I seem to have some in the logs, they are marked as "Office 365" for the application name though.
- Thanks. can you confirm your events are from Azure Active Directory Powershell Module version 1.0 using Legacy Authentication? How long is the delay before you see them in the logs? To be clear we are not referring to Exchange legacy authentication... it is speciic to Azure AD PowerShell using legacy auth.
So the V2 module should be "Azure Active Directory PowerShell", and it has the "MFA Required" set to true. Apart from that, I have been using the old MSOnline module, which gets reflected as just "Office 365" and as I'm using the -credentials parameter with it, it's definitely legacy auth ("MFA requires" says false).
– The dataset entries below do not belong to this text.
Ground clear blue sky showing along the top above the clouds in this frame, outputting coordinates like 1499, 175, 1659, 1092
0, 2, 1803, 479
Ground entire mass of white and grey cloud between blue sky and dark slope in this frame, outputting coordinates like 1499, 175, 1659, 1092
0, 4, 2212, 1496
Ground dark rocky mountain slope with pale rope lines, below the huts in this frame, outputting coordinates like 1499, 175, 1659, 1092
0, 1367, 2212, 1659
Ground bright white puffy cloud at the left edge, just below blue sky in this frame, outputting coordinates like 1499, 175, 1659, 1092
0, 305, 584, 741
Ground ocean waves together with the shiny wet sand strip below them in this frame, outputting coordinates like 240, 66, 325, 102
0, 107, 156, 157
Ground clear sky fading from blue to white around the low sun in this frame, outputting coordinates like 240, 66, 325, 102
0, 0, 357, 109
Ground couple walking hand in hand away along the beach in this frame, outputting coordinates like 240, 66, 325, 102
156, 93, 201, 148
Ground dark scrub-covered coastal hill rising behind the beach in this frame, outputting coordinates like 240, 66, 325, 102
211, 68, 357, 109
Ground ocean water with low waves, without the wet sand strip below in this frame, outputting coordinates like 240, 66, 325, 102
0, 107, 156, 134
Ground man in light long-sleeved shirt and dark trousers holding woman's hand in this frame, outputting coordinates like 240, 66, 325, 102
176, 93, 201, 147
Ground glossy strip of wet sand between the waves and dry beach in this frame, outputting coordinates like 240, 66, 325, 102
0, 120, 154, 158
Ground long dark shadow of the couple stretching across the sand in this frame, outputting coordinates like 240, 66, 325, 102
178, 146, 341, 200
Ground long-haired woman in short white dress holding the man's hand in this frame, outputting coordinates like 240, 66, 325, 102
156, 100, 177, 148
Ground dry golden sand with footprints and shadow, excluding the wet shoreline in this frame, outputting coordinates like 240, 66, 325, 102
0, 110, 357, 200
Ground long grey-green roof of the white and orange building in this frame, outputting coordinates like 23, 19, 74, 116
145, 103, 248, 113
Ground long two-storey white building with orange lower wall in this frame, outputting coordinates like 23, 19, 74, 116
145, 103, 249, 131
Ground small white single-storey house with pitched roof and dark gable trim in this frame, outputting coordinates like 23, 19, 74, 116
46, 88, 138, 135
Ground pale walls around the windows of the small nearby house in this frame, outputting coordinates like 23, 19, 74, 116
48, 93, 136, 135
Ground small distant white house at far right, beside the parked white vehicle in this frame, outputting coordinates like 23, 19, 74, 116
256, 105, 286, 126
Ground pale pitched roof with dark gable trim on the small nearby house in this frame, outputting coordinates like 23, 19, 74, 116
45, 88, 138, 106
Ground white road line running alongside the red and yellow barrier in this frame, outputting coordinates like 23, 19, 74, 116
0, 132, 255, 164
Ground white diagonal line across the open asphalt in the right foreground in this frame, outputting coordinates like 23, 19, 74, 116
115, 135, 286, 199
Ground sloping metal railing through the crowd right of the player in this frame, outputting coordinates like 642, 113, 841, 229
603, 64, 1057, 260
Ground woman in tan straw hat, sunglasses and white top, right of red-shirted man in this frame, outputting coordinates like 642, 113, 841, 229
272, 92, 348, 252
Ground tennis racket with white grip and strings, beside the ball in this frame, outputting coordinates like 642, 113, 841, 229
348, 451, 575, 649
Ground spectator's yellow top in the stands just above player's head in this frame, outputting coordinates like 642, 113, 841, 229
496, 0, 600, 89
Not sure about the delay, but I do have some logins from today, so should be relatively fast.
interesting so far in two separate tenants we are not seeing v1 module legacy authentication attempts.
To confirm we are looking in the same place as you, are you going into Azure Active Directory > Activity > SIgn-Ins ?
When filtering on "Office 365" as the application and sign-in status Failure for the past 24 hours we don't see any events. And when we broaden the filter for all failures, we don't see any of the legacy auth failures. Again, we are seeing this auditing gap exist in two separate Azure AD tenants. I'm about to check a 3rd.